Benson, 33, and Heiss, 72, are accused of hiring an undercover FBI agent posing as a hit man from Mississippi to carry out the murders of Watson and an undisclosed business associate of Heiss.
In June, Heiss was charged with theft for trying to sell the $175,000 viola that had accidentally been left on a downtown Chicago sidewalk in September 1996, but a judge dismissed the charge last month. Heiss has contended he found the viola on the street, where it had been lost by a CSO performer.
In testimony Monday, Watson, 54, a junkyard operator who holds a Ph.D. in psychology from the University of Notre Dame, said he bought the viola in September 1996.
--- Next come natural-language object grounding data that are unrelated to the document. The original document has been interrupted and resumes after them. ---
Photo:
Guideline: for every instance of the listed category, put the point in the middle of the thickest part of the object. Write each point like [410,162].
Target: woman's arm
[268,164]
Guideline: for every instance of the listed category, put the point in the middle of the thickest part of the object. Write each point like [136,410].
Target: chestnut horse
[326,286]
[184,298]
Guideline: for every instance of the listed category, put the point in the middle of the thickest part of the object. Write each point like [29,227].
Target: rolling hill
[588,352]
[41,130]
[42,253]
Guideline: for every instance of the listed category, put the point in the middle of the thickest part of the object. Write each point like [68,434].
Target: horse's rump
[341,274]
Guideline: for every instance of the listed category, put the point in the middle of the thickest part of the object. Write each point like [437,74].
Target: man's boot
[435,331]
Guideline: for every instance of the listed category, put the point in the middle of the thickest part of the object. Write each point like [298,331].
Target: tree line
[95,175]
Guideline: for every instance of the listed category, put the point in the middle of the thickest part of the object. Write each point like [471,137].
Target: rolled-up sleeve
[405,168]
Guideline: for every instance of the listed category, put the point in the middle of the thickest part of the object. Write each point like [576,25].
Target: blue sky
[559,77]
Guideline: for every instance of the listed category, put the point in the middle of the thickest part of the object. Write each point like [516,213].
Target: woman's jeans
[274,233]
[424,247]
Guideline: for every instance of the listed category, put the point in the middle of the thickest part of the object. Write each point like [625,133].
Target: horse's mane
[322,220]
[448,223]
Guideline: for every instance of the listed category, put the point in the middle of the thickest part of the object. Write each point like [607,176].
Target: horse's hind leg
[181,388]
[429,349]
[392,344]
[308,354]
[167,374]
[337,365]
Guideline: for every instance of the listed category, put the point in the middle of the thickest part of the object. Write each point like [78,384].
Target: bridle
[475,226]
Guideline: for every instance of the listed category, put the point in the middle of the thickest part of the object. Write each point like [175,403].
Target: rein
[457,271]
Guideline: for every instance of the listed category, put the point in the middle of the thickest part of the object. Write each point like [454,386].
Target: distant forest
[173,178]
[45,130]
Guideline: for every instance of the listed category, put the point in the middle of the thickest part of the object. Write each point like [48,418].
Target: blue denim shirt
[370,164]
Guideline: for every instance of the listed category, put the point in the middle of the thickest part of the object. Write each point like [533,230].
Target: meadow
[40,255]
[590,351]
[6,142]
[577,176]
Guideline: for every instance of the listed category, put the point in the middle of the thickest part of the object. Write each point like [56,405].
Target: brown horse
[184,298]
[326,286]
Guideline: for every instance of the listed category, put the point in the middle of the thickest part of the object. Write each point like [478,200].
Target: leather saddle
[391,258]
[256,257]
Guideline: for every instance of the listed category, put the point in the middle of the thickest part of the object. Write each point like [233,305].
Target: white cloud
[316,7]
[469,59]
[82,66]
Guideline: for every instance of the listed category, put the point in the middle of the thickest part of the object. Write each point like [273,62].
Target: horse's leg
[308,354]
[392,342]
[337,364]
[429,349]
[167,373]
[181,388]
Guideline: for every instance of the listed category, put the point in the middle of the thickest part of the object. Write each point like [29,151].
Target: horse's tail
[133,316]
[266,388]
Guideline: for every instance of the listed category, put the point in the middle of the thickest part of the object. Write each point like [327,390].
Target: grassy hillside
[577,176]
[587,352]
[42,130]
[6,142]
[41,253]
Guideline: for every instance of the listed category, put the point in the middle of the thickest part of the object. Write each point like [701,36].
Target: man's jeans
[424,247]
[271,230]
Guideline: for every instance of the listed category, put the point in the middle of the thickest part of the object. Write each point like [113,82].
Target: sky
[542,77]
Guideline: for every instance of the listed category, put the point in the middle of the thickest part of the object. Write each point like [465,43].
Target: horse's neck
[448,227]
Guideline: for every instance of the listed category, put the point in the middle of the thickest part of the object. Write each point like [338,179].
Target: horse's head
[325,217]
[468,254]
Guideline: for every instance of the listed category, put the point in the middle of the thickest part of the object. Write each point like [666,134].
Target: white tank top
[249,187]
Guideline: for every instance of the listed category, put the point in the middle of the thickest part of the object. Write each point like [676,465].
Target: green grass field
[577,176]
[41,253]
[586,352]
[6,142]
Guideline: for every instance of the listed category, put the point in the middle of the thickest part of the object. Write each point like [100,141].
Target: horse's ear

The instrument’s exact path still remains unclear.
In an unusual move, Watson was called to the witness stand by Benson’s lawyer, Keith Spielfogel, and testified that he didn’t believe she intended to carry out the plot, calling her meek and nonviolent.
Watson offered to post two residences with a combined equity of $200,000 as collateral for a bond.
But U.S. Magistrate Judge Arlander Keys was less trusting, sticking by his earlier decision that Benson is a danger to the community and ordering her detained until trial.
Heiss remains in custody as well.
It was under cross-examination by Assistant U.S. Atty. Matthew Bettenhausen that Watson said that he and Benson considered the viola their nest egg and talked of selling it overseas.
Upon returning from dinner with Benson in June, Watson said he discovered the viola, made as early as 1723, missing from the home they shared.
Days later, Heiss tried to sell the viola to a Lincolnwood violin expert, who alerted police.
Watson lived with Benson for 17 years and they had a child together, but he didn’t know of her 15-year love affair with Heiss until the FBI told him of the alleged attempt to have him killed last month, according to authorities.
In questioning Watson, Bettenhausen disclosed that Benson, in a conversation secretly recorded by the FBI, had declared Heiss “means more to me than life itself.”
Watson admitted Monday that he had verbally and physically abused Benson during their relationship, including once kicking her in the stomach when she was pregnant.
Watson’s identity as the alleged target had not been disclosed until he took the witness stand Monday and identified himself.
Heiss is also alleged to have wanted a partner in a cookie business killed. Heiss felt the partner was trying to force him out and had stolen recipes, authorities have said.
The charges alleged that Heiss paid the undercover FBI agent $500 in cash and promised an additional $25,000 after the slayings of Watson and the former business partner.
Heiss was arrested after the agent showed him photos of what appeared to be the corpse of his business partner, authorities said. The photos had been faked with the help of the partner.